Plus de vingt mille civils gazaouis ont été assassinés par le Likoud en deux mois. Ils disent poursuivre la « dénazification » de la Bande de Gaza. Les mots n’ont-ils plus aucun sens ? Sur Tiktok un petit garçon qui fait la queue au moment de la trêve pour remplir un jerricane d’essence, s’exprime de façon plus censée que ces hommes. L’enfant dit : « j’ai cru qu’on allait mourir avant la pause. Maintenant je crois que je n’aurais jamais de fuel. » Dans la foule son corps se perd, ici les nôtres s’éloignent. La peur des uns, le désespoir et la rage des autres, sont trop vifs pour laisser une place à l’empathie. Ils en font leur jeu, nous simplifient en camps. Les politiques extrêmes arrosent chaque matin nos passions comme une plante verte, le sourire aux lèvres, grisés de voir que ça pousse. Sans doute sentent-ils approcher leur idéal d’un monde sans différence.

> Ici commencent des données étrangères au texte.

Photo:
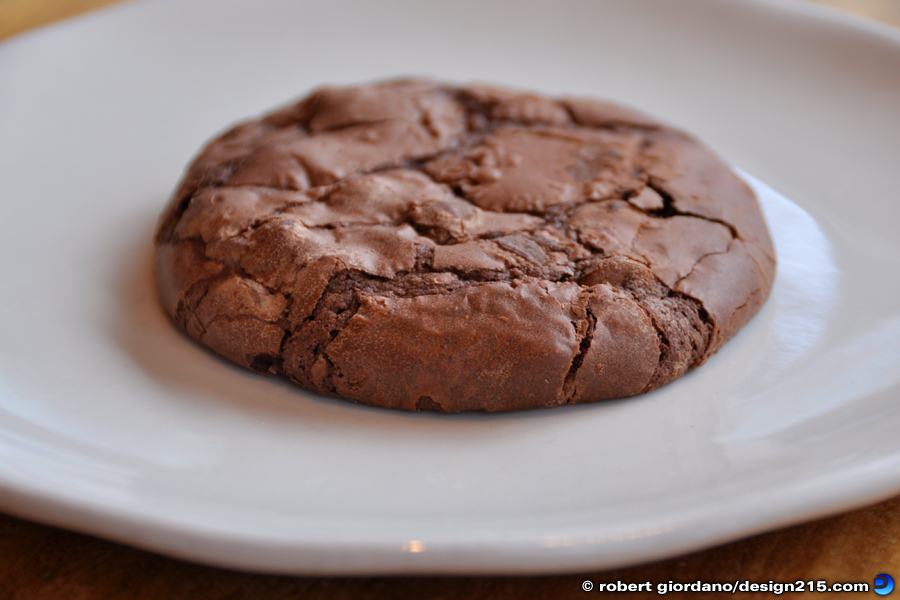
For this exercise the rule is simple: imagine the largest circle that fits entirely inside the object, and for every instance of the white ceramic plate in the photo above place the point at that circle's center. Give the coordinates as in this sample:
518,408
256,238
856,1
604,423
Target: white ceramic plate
114,423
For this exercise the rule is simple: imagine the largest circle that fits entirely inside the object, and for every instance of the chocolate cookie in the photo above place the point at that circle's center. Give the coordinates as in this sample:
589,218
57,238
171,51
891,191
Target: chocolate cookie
426,247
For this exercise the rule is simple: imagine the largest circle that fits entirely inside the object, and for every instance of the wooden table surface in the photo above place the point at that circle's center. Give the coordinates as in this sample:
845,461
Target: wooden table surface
38,562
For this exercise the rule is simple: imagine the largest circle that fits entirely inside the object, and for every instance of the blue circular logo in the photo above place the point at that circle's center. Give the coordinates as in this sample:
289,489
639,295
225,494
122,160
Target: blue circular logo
884,584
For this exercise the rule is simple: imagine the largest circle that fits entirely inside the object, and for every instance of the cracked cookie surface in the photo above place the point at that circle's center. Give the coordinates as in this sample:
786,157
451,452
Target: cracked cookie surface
419,246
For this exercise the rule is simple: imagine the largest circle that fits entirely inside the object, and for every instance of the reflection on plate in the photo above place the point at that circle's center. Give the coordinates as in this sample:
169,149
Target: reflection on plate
112,422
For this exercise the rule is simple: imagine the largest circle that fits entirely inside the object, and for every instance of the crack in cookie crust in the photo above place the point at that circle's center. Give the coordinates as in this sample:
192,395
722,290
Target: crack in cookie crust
419,246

Mais supprime-t-on jamais totalement l’Autre ?

Ne plante-t-on pas seulement la terreur dans les corps ayant survécu au massacre et à la silenciation ? Cette terreur transmise aux enfants et aux enfants des enfants, justifiera toutes les attaques défensives à venir, nourrira toutes les politiques d’enfermement futures. Du repli à l’impossibilité d’empathie avec l’Autre, il n’y a qu’un pas.

Lorsque j’ai fait lire ce texte à ma mère avant de le soumettre elle m’a d’abord répondu être gênée par l’amalgame que je faisais, en disant avoir honte des actions commises par le gouvernement d’extrême droite israélien. Ainsi je me réduisais, et avec moi tous les Juifs et leur pluralité, à un camp. Spontanément je lui ai dit : « Mais toi quand le Hamas a attaqué, tu t’es indigné que les musulmans ne se lèvent pas pour dénoncer. Alors j’ai imaginé qu’il fallait qu’on s’indigne nous aussi maintenant que le Likoud dévaste tout. Il y a eu un moment de silence puis elle a murmuré : « J’ai eu tort … Personne ne devrait avoir honte à la place des fascistes pour leurs actions. Et encore moins sur la base d’une religion commune. Tu vois, il faut du temps, mais les avis bougent… » Puis on s’est demandé ce que Robert aurait dit du massacre là-bas et de ses répercussions ici. La peur gravée en lui aurait-elle troublé tout discours rationnel ou lui aurait-elle permis au contraire la plus grande compassion avec cette population qu’ils assassinent ?

Une chose dont ni elle ni moi ne doutions, c’est qu’il aurait été profondément soulagé d’avoir réussi à se rendre invisible.